Мы завизжали. Володя попытался сбросить с груди баян, стал отступать, но поскользнулся на ледяной дороге и упал на спину в снег.
Серега махнул финкой и тоже упал. Но он пополз к Володе и ударил его ножом.
Мы побежали к фельдшеру, кто-то бросился запрягать лошадь, чтобы везти его в районную больницу. И не довезли. У него была перерезана паховая артерия.
…Я пошел домой, не видя дороги. У дома Капитана стоял милицейский мотоцикл с коляской. Я увидел сквозь слезы, как два милиционера вывели на высокое крыльцо Серегу. И вдруг он развернул плечи, освобождаясь от милицейских рук. С одного милиционера слетел с головы картуз, второго он одним движением сбил с ног. Тут же по лестнице покатился и второй.
Серега встряхнулся, гордо спустился с лестницы и сел в милицейскую коляску.
– Везите! – Сказал он. – Я ваш.
…На следующее лето мы получили из Ленинграда письмо:
«Еду к вам в гости. С Володей. Ему уже три месяца… Тольке везу замечательную заводную игрушку…».
…В игрушки к тому времени я уже не играл. Повзрослел.
Таких домов, как наш, немало уже в деревне. Каждый приезд натыкаешься на все новые и новые пустыри. Посадки напоминают сейчас вышедшее из кровопролитного боя войско, которое ждут новые и новые потери.

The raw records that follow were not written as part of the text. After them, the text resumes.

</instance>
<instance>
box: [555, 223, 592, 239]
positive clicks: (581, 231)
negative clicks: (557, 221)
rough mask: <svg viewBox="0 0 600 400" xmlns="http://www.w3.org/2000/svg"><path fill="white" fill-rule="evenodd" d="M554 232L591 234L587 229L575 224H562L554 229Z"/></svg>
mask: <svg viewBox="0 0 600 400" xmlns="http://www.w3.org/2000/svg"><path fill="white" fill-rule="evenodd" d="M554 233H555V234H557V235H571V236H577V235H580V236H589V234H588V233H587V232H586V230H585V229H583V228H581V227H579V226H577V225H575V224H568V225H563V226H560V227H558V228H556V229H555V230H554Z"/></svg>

Единственная дорога, соединяющая Потеряево с миром, идет через Большой лес. Сейчас эти десять километров пролетишь на машине за десять минут, но еще пять лет назад была эта дорога поистине «великим путем из варяг в греки». Побито было на ней техники, матерились шоферы и трактористы и в бога, и в председателя, и в вышестоящее начальство. Порой пешком быстрее, чем транспортом.
Семь лет выхожено этой дорогой в школу. Померено было грязи в колдобинах, помотано слез на кулак.
Ради интереса подсчитал: за годы учебы двенадцать тысяч километров намотано по этому пути. Наверное, поэтому сейчас жалко старой, проклятой всеми, разбитой вдрызг дороги.
В конце шестидесятых годов по ней ушли из деревни последние молодые силы. Ушли и не вернулись. Моих сверстников, плюс – минус два года, было в то время человек тридцать. Помню светлые ночи на горе Оняве, туманную реку, дальние гудки пароходов, костры и беспокойные, тревожные мысли, одолевавшие, наверное, каждого. Учеба в школе подходила к концу, и требовалось сделать выбор. Нет, уезжать нам не хотелось. Каждому была дорога своя деревня, расставание с ней страшило. И вот кто-нибудь подавал голос:
– А что, ребята, не поедем никуда! Останемся.
И тут же откликался хор голосов:
– Остаемся, только, чур, все.
Я остался один. Сегодня трудно найти в деревне человека моложе пятидесяти лет.
Чем занять, что могла в то время предложить нам деревня? Навозный скребок или вилы. Да и этой работы на всех не хватило бы. В бригаде был пяток тракторов, но на них работали отцы и замены не просили, на ферме матери были в силе.